Celebrate
Fri, 2015-12-18 05:00
News Staff
By Renae Brumbaugh
I am over-the-moon happy! This Christmas, I’ll get to see everyone I love. Well, not everyone . . . I might not see each of you reading this article, and I do love all of you. But I’ll see all the people on my list, all the people I want to celebrate Christmas with.
We won’t celebrate Christmas on December 25 this year. But on the day we’ve chosen to celebrate, everybody will be there. We’ll empty our stockings and pretend to still believe in Santa Claus. We’ll open gifts we don’t need and eat a big breakfast and (I hope) cozy up next to a warm fire. And for that moment, all will be right in my world.
As I pondered that today, I realized it’s pretty significant that we won’t celebrate on December 25. After all, we don’t know exactly when Jesus was born. Christmas Day is just the day some church leaders decided to celebrate his birth. And as a Christian, I guess we ought to celebrate that every day.
But there’s something else we should celebrate every day . . . and that’s the people we love. How often, throughout the year, have I had all the important people together in one place, and I’ve forgotten to celebrate the significance of that moment? What about the times I’ve had even one person I love near, and taken it for granted?
Every single day should be a Christmas-level festivity. I don’t mean all the gift-giving and the calorie-fest; that would just leave me broke and overweight. I’m talking about the excitement, the celebration of life, the recognition of the fact that we won’t always have those people near us, and each moment in their presence is a moment to be valued, to be breathed in and cherished.
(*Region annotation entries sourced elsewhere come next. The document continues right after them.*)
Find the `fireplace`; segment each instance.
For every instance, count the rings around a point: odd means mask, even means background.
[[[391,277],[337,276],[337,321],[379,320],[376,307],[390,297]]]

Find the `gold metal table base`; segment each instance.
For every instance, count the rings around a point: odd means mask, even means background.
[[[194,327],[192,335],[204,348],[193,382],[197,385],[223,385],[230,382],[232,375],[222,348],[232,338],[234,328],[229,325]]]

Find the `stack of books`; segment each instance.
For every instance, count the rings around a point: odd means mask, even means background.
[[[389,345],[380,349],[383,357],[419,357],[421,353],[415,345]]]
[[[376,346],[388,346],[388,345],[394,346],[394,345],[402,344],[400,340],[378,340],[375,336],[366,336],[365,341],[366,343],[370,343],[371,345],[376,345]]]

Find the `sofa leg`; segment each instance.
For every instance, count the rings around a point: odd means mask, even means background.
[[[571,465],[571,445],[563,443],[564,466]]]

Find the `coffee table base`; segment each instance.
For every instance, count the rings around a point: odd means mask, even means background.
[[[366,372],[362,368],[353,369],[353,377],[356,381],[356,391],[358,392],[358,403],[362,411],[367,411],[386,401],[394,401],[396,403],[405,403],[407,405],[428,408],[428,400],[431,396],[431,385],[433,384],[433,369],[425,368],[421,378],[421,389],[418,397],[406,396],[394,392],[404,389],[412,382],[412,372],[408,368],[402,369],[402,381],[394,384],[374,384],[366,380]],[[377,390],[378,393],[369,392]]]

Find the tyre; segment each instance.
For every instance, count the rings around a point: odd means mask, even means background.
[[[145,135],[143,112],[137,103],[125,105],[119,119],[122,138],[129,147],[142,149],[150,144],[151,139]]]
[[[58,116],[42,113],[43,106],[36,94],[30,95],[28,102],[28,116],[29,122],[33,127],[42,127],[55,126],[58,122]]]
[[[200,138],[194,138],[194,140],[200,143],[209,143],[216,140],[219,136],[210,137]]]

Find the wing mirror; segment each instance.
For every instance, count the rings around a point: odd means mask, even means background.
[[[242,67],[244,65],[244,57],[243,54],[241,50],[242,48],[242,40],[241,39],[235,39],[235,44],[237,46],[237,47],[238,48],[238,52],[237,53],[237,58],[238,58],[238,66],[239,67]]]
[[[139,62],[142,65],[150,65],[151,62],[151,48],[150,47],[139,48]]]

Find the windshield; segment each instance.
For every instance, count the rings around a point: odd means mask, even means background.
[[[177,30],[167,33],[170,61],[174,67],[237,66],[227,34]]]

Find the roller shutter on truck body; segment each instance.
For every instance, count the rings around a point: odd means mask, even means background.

My children will grow up and move away. One of them has already gone off to college, and she’s talking about doing missions work overseas. Eventually, each of us will leave more permanently, when we pass from this life to the next. So why do I wait for the holiday season to have a big shindig and treasure moments with my loved ones? I ought to thrill at every moment we’re together.
That’s not to say that some moments won’t be mundane and monotonous. But I’m guilty of taking for granted those days and hours and minutes when God’s been gracious enough to allow me to be with the people I love. I’m guilty of overlooking the tremendous blessing of having family and friends with whom I can talk, laugh, and do this life thing. I forget to appreciate the fact that I don’t have to travel this journey alone.
So this holy-day season and every day of the year, I’m going to try my best to celebrate. I want to be a gift-giver all year long, giving the gifts of time and kindness and acceptance. I’m going to savor each moment, and value each relationship so much that those people—those wonderful, goofy, amazing people I call my family and friends—will know they are wanted. They are celebrated. They are loved.
“And you shall rejoice in all the good that the Lord your God has given to you and to your house,” Deuteronomy 26:11.